Facing Nature: Levinas and Environmental Thought
Duquesne University Press, 2012 - Philosophy - 359 pages
Despite its attention to questions of ethics and "the ethical", contemporary continental philosophy has often been disengaged from inquiring into our ethical obligation to nature and the environment. In response to this vacuum in the literature, this book simultaneously makes Levinasian resources more accessible to practitioners in the diverse fields of environmental thought while demonstrating the usefulness of continental philosophy for addressing major issues in environmental thought. Drawing on the philosophy of Emmanuel Levinas, these scholars approach environmental philosophy from both humanistic and non-anthropocentric points of view.
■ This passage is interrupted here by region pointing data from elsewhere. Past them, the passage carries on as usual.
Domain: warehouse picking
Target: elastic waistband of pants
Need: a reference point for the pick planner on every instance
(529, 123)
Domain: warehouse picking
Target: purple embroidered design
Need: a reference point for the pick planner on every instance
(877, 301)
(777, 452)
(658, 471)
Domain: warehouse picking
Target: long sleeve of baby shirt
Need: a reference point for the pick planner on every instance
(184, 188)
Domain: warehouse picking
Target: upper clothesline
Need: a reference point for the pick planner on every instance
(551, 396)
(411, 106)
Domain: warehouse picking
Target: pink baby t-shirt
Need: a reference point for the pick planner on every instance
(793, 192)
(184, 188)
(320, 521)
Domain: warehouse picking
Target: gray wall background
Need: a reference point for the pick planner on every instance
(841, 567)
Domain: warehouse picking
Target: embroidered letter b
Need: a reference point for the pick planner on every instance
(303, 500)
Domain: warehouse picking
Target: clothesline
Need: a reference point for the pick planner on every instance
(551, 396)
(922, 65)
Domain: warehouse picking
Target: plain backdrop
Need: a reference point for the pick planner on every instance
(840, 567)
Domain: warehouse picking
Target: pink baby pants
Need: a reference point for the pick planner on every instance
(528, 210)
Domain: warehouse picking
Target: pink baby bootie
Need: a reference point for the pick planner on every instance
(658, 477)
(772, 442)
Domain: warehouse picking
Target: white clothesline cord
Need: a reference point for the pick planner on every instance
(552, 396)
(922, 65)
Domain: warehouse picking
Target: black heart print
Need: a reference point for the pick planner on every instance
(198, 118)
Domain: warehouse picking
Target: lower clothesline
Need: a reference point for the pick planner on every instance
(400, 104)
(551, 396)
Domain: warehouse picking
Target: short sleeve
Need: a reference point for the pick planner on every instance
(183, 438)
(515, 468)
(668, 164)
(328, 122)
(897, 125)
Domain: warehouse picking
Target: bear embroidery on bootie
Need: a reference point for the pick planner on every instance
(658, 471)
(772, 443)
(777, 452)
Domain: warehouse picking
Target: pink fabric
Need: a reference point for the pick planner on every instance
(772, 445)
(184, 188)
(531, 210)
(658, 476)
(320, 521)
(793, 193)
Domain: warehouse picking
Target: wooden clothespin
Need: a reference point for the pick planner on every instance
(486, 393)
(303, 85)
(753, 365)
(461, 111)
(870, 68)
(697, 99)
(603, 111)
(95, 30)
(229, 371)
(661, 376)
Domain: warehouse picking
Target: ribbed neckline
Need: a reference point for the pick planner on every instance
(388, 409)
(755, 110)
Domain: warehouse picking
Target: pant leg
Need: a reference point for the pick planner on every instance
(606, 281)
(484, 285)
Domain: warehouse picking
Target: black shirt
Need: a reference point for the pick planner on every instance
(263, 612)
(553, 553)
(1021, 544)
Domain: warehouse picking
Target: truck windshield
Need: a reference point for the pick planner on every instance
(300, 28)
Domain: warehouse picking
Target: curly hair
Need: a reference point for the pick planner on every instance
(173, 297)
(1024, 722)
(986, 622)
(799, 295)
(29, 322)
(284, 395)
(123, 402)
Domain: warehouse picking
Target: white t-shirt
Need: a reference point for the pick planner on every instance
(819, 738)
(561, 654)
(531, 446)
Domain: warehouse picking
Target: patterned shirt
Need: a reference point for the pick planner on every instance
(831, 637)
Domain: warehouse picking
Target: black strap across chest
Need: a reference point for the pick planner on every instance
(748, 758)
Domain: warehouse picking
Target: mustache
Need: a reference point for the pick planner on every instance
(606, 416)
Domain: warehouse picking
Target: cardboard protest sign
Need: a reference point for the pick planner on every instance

On the one hand, the book contributes to the discussion of environmental justice as well as the growth of ecophilosophical literature. At the same time, some of the essays take an interpretative approach to Levinas's thought, finding that his work is able to speak to environmental thinkers whose positions actually diverge quite sharply from his own. While recognising the limitations of Levinas's writings from an environmental perspective, the book argues that themes at the heart of his work -- the significance of the ethical, responsibility, alterity, the vulnerability of the body, bearing witness, and politics -- are important for thinking about many of our most pressing contemporary environmental questions. Essays specifically highlight the otherness of nature, the vulnerability and suffering of non-human animals, the idea of an interspecies politics, the role of nature in ethical life, individual responsibility for climate change, and the Jewish understanding of creation as points of contact between Levinas's philosophical project and environmental thought. Levinas is also brought into conversation with dialogue partners who enhance this connection, such as Theodor Adorno, Hanna Arendt, Tim Yilngayarri, Maurice Merleau-Ponty, and Henry David Thoreau. While widely relevant to all those who attempt to think through our ethical relation to the natural world, this book will be of special interest to scholars and students interested in both continental philosophy and the manifold areas of environmental studies.